One item to note is the additional files in Amazon S3 that are not your local assets — these are AWS CloudFormation templates that are uploaded to Amazon S3 as an intermediary step before being sent to AWS CloudFormation. They are not needed after being copied over and are a perfect candidate for deletion via CDK Garbage Collection.
Here is where CDK Garbage Collection comes in. With the right parameters, you are able to clean up the isolated objects while not disturbing the assets that are actively in use.
Because you want to delete assets immediately, and not tag them for deletion later, set rollback-buffer-days to 0. You also want to delete assets that were just created, so be sure to set created-buffer-days to 0 as well. The default for created-buffer-days is 1.
⏳ Garbage Collecting environment aws://912331974472/us-east-1...
Found 3 objects to delete based off of the following criteria:
- objects have been isolated for > 0 days
- objects were created > 0 days ago
Delete this batch (yes/no/delete-all)?
CDK Garbage Collection found three assets to be deleted from Amazon S3, which is to be expected. It prompts you to verify that you want to delete, which you do, so enter yes. You will then get this response:
Found 1 image to delete based off of the following criteria:
- images have been isolated for > 0 days
- images were created > 0 days ago
Delete this batch (yes/no/delete-all)?
Once again, this is to be expected for Amazon ECR, so you enter yes again. You then get the response:
At this point, CDK Garbage Collection is finished.
Details
CDK Garbage Collection exposes some parameters to help you customize the experience to your specific scenario. These options help you determine how aggressive you want your garbage collection to be.
rollback-buffer-days: this is the amount of days an asset has to be marked as isolated before it is eligible for deletion.
created-buffer-days: this is the amount of days an asset must live before it is eligible for deletion.
Rollback Buffer Days should be considered when you are not using cdk deploy and instead use a deployment method that operates on templates only, like a pipeline. If your pipeline can rollback without any involvement of the CDK CLI, this parameter will help ensure that assets are not prematurely deleted. When used, instead of deleting unused objects, cdk gc tags them with the current date. Subsequent runs of cdk gc will check this tag and delete the asset only after it has been tagged for longer than the specified buffer days.
Created Buffer Days should be considered if you want to be extra safe about assets that have been recently uploaded. When used, cdk gc filters out any assets that have not persisted that number of days. Note that this may not include assets that have been shared across multiple CDK Apps CDK reuses assets that are identical, and its possible that a recent deploy of a CDK App references an asset that was uploaded earlier.
For example, if you want to ensure that only assets that are over a month old and have been isolated for a week are deleted, you can specify:
Decision flow diagram of an asset as it gets audited for garbage collection.
Limitations of CDK Garbage Collection
During CDK Garbage Collection, we collect all stack templates to see what assets are in use. If garbage collection runs between the asset upload and stack deployment, there is a chance that it does not pick up the latest stack deployment, but it does pick up the latest asset. In this scenario, CDK Garbage Collection may delete those assets.

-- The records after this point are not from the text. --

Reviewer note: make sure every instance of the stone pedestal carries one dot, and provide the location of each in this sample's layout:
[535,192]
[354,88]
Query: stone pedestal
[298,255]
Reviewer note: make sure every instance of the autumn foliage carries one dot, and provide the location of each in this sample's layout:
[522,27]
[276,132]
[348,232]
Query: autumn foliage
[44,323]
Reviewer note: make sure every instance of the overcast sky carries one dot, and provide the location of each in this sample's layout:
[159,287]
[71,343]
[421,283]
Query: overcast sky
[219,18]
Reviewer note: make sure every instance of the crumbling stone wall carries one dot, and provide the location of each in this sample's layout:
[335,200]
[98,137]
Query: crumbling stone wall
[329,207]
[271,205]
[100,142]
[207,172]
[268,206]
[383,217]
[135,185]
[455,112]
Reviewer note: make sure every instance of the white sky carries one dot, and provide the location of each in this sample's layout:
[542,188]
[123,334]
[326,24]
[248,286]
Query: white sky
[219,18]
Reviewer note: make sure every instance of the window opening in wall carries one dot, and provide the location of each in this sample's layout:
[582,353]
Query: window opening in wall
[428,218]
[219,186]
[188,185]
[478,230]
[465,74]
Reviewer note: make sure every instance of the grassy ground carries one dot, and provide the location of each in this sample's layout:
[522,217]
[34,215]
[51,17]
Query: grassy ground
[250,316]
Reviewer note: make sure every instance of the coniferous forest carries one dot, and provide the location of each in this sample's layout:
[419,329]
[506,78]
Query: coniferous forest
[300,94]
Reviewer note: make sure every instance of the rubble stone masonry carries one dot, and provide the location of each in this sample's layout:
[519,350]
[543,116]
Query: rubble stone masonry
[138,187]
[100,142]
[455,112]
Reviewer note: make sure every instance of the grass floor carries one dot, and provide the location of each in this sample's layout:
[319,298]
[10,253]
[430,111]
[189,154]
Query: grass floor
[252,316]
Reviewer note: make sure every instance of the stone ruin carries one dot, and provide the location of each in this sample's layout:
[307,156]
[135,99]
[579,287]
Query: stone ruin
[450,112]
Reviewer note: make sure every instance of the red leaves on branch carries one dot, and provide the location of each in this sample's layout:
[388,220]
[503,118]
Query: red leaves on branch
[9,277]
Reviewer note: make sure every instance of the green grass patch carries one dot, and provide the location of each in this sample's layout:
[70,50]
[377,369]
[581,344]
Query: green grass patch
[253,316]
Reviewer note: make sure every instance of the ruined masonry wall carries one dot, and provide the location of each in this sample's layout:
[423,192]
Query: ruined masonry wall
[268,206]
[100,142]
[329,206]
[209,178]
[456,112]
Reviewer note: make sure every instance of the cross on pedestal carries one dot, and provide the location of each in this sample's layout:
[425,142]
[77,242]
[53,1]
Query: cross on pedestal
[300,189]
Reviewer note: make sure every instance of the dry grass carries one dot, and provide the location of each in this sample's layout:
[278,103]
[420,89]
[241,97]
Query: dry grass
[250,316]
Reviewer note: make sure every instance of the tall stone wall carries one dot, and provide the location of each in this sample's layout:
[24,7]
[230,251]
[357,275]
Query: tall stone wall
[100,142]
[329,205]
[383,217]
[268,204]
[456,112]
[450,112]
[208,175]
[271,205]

We recommend not deploying stacks while running CDK Garbage Collection. If that is unavoidable, setting --created-buffer-days will help as garbage collection will avoid deleting assets that are recently created. Finally, if you do experience a failed deployment, the mitigation is to redeploy, as the asset upload step will be able to re-upload the missing asset. In practice, this race condition is only for a specific edge case and unlikely to happen. However, we are working on a new method of storing CDK Assets to reduce the risk of this race condition. That work is being tracked in this issue.
Conclusion
CDK Garbage Collection helps users manage the lifecycle of unused CDK Assets in their AWS account. As users continue to scale with the CDK, tools like CDK Garbage Collection will play a crucial role in maintaining clean, efficient, and cost-effective cloud environments. We encourage CDK users to explore this feature, provide feedback, and incorporate it into their workflows to optimize their AWS resource management.
AWS CloudFormation enables you to model and provision your cloud application infrastructure as code-base templates. Whether you prefer writing templates directly in JSON or YAML, or using programming languages like Python, Java, and TypeScript with the AWS Cloud Development Kit (CDK), CloudFormation and CDK provide the flexibility you need. For organizations adopting multi-account strategies, CloudFormation StackSets offers a powerful capability to deploy resources across multiple regions and accounts in parallel.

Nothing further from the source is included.